Mindfulness; (definition based on study) “heightened sense of present centered self-awareness that fosters non-judgmental observations of emotions, bodily states, and other sensations in the attentional field, leading to mental well-being.”
A new study shows that meditation and mindfulness is very beneficial to patients who suffer from diabetes mellitus and coronary heart disease. Many mindfulness-based interventions have the ability to target negative cognition’s like thought suppression However, its ability to improve long-term conditions has gone untested.
This study used consecutive mixed methods, which measured change in both thought suppression and worry while also exploring areas of feasibility, acceptability and user experience as well. A focus group and in-depth interviews were also used within the study to gain feedback.
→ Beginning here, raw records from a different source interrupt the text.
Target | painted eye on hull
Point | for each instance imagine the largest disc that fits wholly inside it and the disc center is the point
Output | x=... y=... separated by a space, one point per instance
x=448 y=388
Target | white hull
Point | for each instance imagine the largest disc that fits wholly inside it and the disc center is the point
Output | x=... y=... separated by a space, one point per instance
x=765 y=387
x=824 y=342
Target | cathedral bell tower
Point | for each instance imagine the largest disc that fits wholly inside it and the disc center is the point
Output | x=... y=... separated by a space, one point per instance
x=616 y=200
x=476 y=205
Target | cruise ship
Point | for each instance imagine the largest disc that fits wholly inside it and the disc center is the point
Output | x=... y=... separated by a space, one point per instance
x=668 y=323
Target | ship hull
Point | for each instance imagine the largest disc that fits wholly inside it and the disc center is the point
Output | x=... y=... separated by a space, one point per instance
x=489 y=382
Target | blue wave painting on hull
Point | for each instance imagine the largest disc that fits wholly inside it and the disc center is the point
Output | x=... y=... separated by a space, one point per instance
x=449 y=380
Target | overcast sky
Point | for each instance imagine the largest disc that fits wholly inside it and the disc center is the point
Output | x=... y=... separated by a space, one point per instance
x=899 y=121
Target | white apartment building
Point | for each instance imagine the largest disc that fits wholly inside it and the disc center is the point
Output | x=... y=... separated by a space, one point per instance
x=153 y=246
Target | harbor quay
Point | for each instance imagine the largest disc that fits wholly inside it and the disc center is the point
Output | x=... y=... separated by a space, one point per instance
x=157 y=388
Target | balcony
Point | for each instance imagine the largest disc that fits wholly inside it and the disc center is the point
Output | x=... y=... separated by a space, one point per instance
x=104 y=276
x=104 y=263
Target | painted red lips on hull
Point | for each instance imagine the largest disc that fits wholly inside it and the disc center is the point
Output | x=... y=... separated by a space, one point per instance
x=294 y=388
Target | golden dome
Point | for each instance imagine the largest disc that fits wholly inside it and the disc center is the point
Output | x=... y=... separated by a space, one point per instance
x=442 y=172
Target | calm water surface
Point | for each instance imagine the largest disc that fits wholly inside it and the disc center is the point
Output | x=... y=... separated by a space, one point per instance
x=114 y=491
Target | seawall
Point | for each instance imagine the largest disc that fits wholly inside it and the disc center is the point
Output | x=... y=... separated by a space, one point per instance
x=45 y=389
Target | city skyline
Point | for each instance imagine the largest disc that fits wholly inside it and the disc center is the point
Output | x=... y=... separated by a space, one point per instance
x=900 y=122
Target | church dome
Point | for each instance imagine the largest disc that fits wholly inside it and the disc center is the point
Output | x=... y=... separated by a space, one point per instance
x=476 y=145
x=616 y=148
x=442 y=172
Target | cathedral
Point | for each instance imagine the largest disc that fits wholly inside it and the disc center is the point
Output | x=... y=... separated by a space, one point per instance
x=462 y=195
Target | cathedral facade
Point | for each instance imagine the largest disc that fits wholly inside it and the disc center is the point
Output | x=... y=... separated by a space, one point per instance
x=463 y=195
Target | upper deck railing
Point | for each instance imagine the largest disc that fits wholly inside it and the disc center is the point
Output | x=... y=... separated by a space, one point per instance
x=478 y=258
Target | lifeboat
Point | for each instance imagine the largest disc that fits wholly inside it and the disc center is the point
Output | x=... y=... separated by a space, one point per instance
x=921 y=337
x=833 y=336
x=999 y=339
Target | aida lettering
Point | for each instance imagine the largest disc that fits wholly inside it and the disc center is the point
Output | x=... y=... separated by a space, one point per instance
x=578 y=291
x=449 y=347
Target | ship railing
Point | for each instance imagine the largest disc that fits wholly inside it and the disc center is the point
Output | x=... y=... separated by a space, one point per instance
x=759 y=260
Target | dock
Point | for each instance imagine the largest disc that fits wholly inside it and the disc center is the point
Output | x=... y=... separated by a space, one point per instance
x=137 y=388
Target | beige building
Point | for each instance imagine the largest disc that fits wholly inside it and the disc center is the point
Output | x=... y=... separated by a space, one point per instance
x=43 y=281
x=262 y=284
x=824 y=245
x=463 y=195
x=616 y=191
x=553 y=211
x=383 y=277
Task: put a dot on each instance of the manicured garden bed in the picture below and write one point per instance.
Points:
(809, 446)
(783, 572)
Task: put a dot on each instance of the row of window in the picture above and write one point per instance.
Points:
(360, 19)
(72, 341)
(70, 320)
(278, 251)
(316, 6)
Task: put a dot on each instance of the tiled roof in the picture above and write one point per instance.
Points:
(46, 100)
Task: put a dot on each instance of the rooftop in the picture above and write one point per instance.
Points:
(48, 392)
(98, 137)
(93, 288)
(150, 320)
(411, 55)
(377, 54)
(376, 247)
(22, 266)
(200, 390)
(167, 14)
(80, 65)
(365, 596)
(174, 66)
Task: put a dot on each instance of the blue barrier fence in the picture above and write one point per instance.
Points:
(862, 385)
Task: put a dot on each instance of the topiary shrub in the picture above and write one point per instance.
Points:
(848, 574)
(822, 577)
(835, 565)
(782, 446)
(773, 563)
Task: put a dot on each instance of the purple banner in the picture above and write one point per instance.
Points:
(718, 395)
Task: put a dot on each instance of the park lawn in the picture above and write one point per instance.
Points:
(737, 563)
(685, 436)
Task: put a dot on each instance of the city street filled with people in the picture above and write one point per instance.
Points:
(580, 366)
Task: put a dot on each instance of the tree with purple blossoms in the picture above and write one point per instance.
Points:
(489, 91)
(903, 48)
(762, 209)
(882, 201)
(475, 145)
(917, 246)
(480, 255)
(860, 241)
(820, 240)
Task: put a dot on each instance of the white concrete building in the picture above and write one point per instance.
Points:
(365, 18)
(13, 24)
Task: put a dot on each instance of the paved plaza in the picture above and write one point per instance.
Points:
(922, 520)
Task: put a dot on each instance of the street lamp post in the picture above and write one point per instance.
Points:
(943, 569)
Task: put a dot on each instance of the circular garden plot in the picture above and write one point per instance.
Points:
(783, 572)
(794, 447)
According to Dr. Peter Coventry, mindfulness is more beneficial to patients suffering from long-term conditions. He states, “Mindfulness based interventions appear to be an acceptable and effective way for some people with long term conditions to regain a sense of balance and self-determination in their lives by allowing them to accept their limitations and focus on what is achievable in the present rather than worrying about the past or what they might not be able to do in the future. In this sense it is a means to help people self-manage their illness and it has the potential to offer people long term benefits if practiced regularly and built into their daily routines.”
Both mindfulness and meditation methods have improved sleep and led to a greater relaxation experience. More doctors are also starting to consider it when it comes to approaches to illness and illness experience. A six-week mediation course saw that thought suppression and worry was reduced, which both feelings can cause stress, which can lead to other illnesses.